Both also focus and extrapolate on the lives and thoughts of real artists (writers, scholars, musicians), with Bennett’s play a multi-layered construction wherein the (real) actors Richard Griffith and Alex Jennings play actors rehearsing a play in which they play the poet W. H. Auden and the composer Benjamin Britten respectively.
And yes, I realise my use of the word “play” there outdid my previous use of the word “theatre”, but I feel that this linguistic repetition almost encapsulates the complex and intertwined synchronicity of the play’s (there I go again) many stories.

And this is where the actors playing the actors who were on stage but not the play-within-the-play's stage sat watching the other actors rehearse their characters' parts, and also where the stage manager, her assistant, and the play's play's author sat. Got that?
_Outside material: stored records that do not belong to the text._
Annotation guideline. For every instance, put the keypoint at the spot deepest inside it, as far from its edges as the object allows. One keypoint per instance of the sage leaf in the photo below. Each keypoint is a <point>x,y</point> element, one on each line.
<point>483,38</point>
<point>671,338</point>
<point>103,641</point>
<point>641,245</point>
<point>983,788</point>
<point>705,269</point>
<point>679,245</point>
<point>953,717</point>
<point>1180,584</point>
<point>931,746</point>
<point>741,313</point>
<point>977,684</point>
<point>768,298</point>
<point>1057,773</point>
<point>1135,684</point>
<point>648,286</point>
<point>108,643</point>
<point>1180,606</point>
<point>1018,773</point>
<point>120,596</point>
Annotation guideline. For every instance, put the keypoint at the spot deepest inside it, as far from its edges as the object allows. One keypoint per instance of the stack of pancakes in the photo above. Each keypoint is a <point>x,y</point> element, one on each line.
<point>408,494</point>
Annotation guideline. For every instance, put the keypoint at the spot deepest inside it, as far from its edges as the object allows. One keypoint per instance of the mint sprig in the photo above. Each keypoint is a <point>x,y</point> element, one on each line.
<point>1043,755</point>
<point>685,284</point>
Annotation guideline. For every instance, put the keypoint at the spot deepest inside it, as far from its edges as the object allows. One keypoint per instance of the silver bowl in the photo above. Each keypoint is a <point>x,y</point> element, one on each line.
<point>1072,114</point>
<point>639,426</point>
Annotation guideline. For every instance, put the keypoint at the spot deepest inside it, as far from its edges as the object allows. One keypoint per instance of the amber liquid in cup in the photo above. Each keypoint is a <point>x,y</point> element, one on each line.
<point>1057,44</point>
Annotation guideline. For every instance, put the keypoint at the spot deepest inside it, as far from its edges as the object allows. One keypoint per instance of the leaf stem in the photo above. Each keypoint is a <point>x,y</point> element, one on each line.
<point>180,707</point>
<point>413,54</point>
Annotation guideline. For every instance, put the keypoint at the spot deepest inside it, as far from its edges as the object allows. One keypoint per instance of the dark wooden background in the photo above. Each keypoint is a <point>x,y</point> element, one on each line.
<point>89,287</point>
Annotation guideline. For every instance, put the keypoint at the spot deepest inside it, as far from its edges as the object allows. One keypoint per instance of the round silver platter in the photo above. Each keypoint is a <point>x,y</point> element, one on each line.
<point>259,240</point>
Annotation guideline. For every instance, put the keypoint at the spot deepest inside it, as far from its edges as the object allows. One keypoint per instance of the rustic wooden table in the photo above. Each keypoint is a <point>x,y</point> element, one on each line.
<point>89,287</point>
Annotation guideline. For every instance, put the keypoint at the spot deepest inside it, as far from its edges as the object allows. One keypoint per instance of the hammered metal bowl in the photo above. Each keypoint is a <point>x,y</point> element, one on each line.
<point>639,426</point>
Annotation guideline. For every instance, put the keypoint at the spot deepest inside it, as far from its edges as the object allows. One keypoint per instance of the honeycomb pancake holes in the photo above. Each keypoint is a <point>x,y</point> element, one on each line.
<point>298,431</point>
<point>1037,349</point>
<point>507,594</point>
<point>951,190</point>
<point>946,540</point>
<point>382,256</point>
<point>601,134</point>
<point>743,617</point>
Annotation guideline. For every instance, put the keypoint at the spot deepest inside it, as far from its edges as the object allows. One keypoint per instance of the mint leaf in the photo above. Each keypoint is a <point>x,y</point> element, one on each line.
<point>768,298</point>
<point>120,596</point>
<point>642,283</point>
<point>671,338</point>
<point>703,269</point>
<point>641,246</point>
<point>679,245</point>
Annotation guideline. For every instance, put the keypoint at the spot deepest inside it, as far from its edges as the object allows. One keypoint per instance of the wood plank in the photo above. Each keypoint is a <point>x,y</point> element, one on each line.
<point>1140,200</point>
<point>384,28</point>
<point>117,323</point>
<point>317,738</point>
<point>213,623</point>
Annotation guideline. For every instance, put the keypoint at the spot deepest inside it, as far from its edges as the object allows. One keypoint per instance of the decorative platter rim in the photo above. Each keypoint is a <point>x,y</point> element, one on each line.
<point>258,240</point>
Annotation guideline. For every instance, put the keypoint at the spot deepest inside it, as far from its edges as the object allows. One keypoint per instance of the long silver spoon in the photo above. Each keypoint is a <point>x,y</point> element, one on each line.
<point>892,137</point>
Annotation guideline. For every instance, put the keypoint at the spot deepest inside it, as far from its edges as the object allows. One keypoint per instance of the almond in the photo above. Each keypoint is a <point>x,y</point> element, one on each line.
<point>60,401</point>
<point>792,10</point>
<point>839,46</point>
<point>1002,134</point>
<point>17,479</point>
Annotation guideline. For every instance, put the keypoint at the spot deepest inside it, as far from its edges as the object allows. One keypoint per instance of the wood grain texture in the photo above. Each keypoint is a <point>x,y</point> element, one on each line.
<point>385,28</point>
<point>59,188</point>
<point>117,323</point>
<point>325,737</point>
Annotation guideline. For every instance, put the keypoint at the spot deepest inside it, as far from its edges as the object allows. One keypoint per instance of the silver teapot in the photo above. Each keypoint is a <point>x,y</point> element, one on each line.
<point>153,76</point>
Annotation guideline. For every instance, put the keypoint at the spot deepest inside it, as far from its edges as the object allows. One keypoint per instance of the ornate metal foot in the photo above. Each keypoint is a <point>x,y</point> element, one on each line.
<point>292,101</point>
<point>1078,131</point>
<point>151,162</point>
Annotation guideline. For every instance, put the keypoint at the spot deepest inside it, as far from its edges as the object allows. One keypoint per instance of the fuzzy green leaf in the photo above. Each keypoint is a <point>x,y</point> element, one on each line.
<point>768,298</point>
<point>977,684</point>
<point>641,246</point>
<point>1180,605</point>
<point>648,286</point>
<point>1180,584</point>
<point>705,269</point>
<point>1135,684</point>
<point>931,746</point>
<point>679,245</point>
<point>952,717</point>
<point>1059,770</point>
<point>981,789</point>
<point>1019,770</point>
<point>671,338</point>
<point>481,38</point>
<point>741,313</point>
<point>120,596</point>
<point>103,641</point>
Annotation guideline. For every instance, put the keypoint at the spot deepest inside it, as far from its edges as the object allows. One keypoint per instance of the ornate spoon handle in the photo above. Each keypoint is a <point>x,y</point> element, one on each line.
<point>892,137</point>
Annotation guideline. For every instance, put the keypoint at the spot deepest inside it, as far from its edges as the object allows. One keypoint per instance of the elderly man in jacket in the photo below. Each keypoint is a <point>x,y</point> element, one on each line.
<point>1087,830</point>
Richard Griffiths as Fitz playing W. H. Auden was magnificent at portraying an actor’s insecurities about the likability of his character, while also providing many a laugh through Fitz’ interjections about the other actors, about cake, and about his desire to wear a mask. (Hold out for the mask. It’s brilliant.)
Alex Jennings created an incredible atmosphere of sadness, longing, tension, and a sense of being lost when inhabiting Benjamin Britten, yet also hammed it up marvelously when switching roles from Britten to one of Auden’s cleaners in order to fill in for an absent actor (at the level of the play being rehearsed… not the play we were watching… oh, I fear I’ve lost you again).
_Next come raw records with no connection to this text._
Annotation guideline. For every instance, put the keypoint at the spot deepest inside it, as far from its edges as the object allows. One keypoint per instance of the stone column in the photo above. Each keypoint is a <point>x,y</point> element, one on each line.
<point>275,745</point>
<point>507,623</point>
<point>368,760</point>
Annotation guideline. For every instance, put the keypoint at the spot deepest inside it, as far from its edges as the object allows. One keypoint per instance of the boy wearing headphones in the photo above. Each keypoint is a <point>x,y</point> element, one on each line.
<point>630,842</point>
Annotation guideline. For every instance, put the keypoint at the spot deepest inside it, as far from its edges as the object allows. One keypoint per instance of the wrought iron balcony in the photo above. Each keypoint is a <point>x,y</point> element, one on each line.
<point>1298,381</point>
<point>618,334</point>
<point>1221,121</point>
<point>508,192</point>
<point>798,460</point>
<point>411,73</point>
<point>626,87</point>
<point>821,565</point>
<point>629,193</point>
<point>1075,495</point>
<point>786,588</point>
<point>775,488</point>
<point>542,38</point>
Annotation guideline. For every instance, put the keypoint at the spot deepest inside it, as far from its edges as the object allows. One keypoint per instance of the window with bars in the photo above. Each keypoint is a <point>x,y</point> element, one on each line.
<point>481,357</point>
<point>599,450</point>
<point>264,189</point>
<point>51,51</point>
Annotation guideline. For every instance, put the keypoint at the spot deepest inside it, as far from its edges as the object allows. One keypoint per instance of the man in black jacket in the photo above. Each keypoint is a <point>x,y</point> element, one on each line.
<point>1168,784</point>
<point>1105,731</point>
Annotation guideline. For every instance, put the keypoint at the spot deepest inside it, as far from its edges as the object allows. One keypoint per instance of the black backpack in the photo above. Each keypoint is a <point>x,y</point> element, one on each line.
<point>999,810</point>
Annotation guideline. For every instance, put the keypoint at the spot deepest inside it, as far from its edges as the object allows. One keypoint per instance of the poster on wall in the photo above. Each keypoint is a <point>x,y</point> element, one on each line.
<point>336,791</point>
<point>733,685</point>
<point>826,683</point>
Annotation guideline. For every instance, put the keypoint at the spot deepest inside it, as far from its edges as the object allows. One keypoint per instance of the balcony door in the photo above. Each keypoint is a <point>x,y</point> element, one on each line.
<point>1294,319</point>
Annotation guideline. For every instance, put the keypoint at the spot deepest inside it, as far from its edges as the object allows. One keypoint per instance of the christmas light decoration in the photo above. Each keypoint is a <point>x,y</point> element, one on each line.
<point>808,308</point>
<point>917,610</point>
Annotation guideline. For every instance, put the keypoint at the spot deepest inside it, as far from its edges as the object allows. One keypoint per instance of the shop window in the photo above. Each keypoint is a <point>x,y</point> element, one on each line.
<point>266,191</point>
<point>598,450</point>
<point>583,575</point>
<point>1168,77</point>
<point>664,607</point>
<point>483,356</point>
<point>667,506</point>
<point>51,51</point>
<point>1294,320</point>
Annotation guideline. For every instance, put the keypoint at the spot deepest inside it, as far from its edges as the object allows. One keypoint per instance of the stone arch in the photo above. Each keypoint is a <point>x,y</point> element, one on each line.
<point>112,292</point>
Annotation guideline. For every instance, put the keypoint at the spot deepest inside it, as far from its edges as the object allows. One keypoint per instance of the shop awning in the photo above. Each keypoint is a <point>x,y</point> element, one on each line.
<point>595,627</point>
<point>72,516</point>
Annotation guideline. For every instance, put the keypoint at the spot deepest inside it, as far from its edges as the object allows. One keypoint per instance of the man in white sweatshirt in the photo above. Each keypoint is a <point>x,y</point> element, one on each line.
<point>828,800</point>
This woman is one of the best photogramaphers I've ever met. I am certain you'll be seeing her name in National Geographic or another prestigious publication before long. You heard it here first.
The more I try to write about this play the more I find myself tangled up. There’s a rent boy and there’s a biographer, who both meets Auden and somewhat “hovers” as an omniscient presence throughout; there’s Frances de la Tour as the stage manager who magnificently strokes her actors’ egos in a delightfully patronising way; there’s the author of the play-within-the-play who can’t stand how the actors keep getting in the way of his script; and there are hilarious, cringe-worthy speeches from Auden’s furniture, which are all the more entertaining for the smirks of the actors giving them.
I have to give up. I feel like this post is a tangle of yarn that I have no hope of unravelling, yet I must say that this play, with its mix of laughter, longing and sadness, and its glimpses into the creation of music, theatre, writing, and poetry, was very likely the highlight of my London experience.
For that I thank you, H.CarryOn, and wish you another happy birthday, almost one month on. I wish you were here in Belgium to take me on more magical mystery theatre adventures.